世の中はマスク不足だし、近所の薬局にはいまだにトイレットペーパーが売ってないし、飲食店も旅館も相次ぐ閉店の危機だけど、そういうのは自分が書かんでも頭のキレる人がたくさん書くだろうし、わたしに書けるのはスナックでのおかしな日常だけなので、とりあえず今回は平常運転に戻ろうと思う。だってこの連載のタイトル、スナック珍怪記だし。
二十時に出勤すると、手前のカウンターには、ちょっと珍しい人影があった。
「おぅユキちゃん、おはようさん」
入口でコートや鞄を掛けているわたしのほうに椅子をくるりと向けて、朗らかな声を上げたのはマッちゃんだった。
「おはよ〜。久しぶり〜」
「テンション低っ!」
飲んでないと相変わらずやなぁ、とマッちゃんはからからと笑った。
マッちゃんは二週にいっぺんぐらいの頻度で来店するお客さんだ。
年のころは四十半ば。黒いハンチング帽にメタル系のトップスやジャックダニエルのジャケットに黒いパンツ、だいたい全身黒づくめの怪しいサブカル業界人風だが、いかつい見た目に反してやわらかい京都弁でするりと懐に入り込む人当たりの良い性格で、懐かしのサントリーオールド、通称「だるま」を鬼のように飲む。声を使う仕事をしていただけに、渋い昭和歌謡を歌うよく通る声が魅力的だ。カウンターに入るなり彼からだるまのソーダ割を一杯ご馳走になり、連休で酒を抜いてエネルギー切れを起こしていた身体にガソリンが注ぎ込まれて生き返った心地になった。
「ユキちゃん、『スケアリーストーリーズ』観た?」
早速、最近の映画の話題になった。新型コロナ騒動以来、少し映画館へ行くのを控えていたわたしはソーダ割を一気に飲み干しながら首を横に振る。
「はよ見いや。何してたん週末」
「部屋に籠って『崖』観てた」
「アンタまたふっるいやつを……」
マッちゃんは映画オタクと言っても過言じゃないぐらい映画に詳しい。メジャーなものからドマイナーなものまで、仕事帰りに映画館をハシゴして何でも観てる。タイトルを告げればだいたいの作品は通じるので、わたしみたいにモノクロとか、あまり話題作でないものばかり好んで観るタイプの人間にとっては嬉しい存在だ。変な映画を観たら彼に話したくなるし、変な映画を観たい時は彼に聞けばとびきり変なのを教えてくれる。
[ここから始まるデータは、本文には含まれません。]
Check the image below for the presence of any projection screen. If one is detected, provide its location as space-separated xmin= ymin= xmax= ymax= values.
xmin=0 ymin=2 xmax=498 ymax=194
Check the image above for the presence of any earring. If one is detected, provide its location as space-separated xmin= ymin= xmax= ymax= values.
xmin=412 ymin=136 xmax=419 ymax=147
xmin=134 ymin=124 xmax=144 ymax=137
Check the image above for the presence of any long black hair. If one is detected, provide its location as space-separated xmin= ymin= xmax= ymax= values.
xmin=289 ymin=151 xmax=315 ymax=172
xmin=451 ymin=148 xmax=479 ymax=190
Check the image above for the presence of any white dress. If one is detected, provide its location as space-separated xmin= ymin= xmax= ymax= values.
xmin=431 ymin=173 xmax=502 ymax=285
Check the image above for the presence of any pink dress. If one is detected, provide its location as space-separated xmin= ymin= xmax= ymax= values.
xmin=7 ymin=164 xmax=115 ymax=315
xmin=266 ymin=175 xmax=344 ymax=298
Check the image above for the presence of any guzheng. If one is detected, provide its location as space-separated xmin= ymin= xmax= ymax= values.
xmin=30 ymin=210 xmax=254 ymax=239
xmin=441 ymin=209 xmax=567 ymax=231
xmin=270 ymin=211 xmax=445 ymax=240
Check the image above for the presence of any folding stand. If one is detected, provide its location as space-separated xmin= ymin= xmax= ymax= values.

その日も、『岬の兄妹』とか『アントラム』とか『デンデラ』とか、わりとマイナーな映画の話で盛り上がっていたのだが、奥のカウンターでは風俗王・ミスター川越がSM風俗での思い出をマスターに熱く語っていた。ホテルの窓に押し付けられて「あなたの恥ずかしい姿が東上線から丸見えよ」と言われたとか、ソファに縛り付けられてパンツのシミをスケッチされたとかいつものやつだ。ちょいちょい耳に飛び込んでくる面白ワードにこちらの我々もつい噴き出してしまう。それに触発されてか、マッちゃんが突然ポツリと言った。
「そういや俺、昔、変な風俗行ったことあんねん……」
皆の視線が一斉にマッちゃんに集まる。いつもは深い時間にならないと積極的に下ネタを語ろうとしない彼が、わたしがチンコとか言うと「まだ二十一時半やで!?」と突っ込む彼が、まだ二十二時前だというのに珍しく自分から話し始めたので、心地の良い声に皆で耳を傾けた。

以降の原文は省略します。